Nice find, that's a good looking bike.  Is it a '61?


----------



## westwildcats (Jan 3, 2022)

GTs58 said:


> Hah, looks like there were or some that actually had the starburst. A few years back someone was looking for the colored lettered oval for the one he had and didn't have much luck. Here's the announcement. 😉 Schwinn did install this badge on a couple Continentals and then stopped for some reason.
> 
> 
> View attachment 1540144



Gt's, would you have a date on this bulletin/announcement?


----------



## Tim s (Jan 3, 2022)

Yes the bike is a 1961, the serial number starts with J1 which would be September of 61. GTs58 thanks for the updated info on the head badge. Tim


----------



## coasterbrakejunkie1969 (Jan 3, 2022)

Tim s said:


> _The bike was _on New Jersey Craig’s List and it turned out it was offered by a fellow bike guy that I know.
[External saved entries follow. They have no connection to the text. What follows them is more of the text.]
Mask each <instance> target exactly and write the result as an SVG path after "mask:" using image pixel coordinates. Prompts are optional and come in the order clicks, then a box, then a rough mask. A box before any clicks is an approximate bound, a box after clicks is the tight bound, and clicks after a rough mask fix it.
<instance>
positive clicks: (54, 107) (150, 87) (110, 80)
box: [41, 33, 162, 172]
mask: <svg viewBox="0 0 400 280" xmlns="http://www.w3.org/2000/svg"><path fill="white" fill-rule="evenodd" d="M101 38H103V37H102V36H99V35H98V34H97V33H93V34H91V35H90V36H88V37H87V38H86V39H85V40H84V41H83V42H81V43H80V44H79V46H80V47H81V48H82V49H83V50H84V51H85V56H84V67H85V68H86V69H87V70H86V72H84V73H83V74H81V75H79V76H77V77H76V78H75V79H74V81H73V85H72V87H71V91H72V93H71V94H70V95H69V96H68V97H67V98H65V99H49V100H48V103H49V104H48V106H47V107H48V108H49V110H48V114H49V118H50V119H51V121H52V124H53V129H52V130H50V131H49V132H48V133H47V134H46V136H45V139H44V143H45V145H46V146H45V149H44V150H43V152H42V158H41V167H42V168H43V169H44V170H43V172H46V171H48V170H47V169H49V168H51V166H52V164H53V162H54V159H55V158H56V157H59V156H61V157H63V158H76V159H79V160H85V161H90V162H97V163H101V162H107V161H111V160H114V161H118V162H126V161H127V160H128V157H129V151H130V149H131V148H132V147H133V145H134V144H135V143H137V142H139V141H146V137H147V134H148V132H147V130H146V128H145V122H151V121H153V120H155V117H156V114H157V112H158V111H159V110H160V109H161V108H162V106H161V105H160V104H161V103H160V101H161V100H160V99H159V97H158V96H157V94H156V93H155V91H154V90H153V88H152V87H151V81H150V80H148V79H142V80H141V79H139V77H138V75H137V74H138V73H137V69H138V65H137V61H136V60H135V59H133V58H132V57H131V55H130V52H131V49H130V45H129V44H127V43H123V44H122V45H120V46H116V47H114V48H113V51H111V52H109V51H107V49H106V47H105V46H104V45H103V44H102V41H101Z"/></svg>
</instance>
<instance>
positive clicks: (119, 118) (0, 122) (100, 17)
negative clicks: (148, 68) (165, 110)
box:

The powder blue color along with the white really makes the bike. Most of the existing parts are in excellent condition with the exception of the tires which need to be replaced. I do have the starburst head badge but not the racks and I think it looks good without the racks. Enjoy the pics. Tim
> 
> View attachment 1539943
> 
> ...



I also like the look of some of my bikes with out  the rack. It gives a bobber feel to some of them. I however have put some correct racks on bikes I have and they have really grown on me. Sometimes the balance of front and rear racks looks great. Others like my '59 Corvette just look right with the front rack. It is up to you of course and no decision is a wrong one. Also the racks do come in handy when I need to bring stuff on a ride. Beautiful bike and Good Luck


----------



## GTs58 (Jan 3, 2022)

westwildcats said:


> Gt's, would you have a date on this bulletin/announcement?


----------



## Tim s (Jan 3, 2022)

Very cool GTs58, thanks for finding and posting that article. Tim


----------



## GTs58 (Jan 3, 2022)

Tim s said:


> Very cool GTs58, thanks for finding and posting that article. Tim




What baffles me is that Schwinn states that badge will be installed on the Continentals. I've seen maybe three that have shown up with the Starburst but the vast majority were equipped with the regular AS Continental round badges. I have a late 1961 and a 1962 and both have the Continental badge. I just looked at the catalog scans of the Debutante and they have the colored oval Schwinn badges. I find that somewhat strange even knowing the catalog images are not that accurate.


----------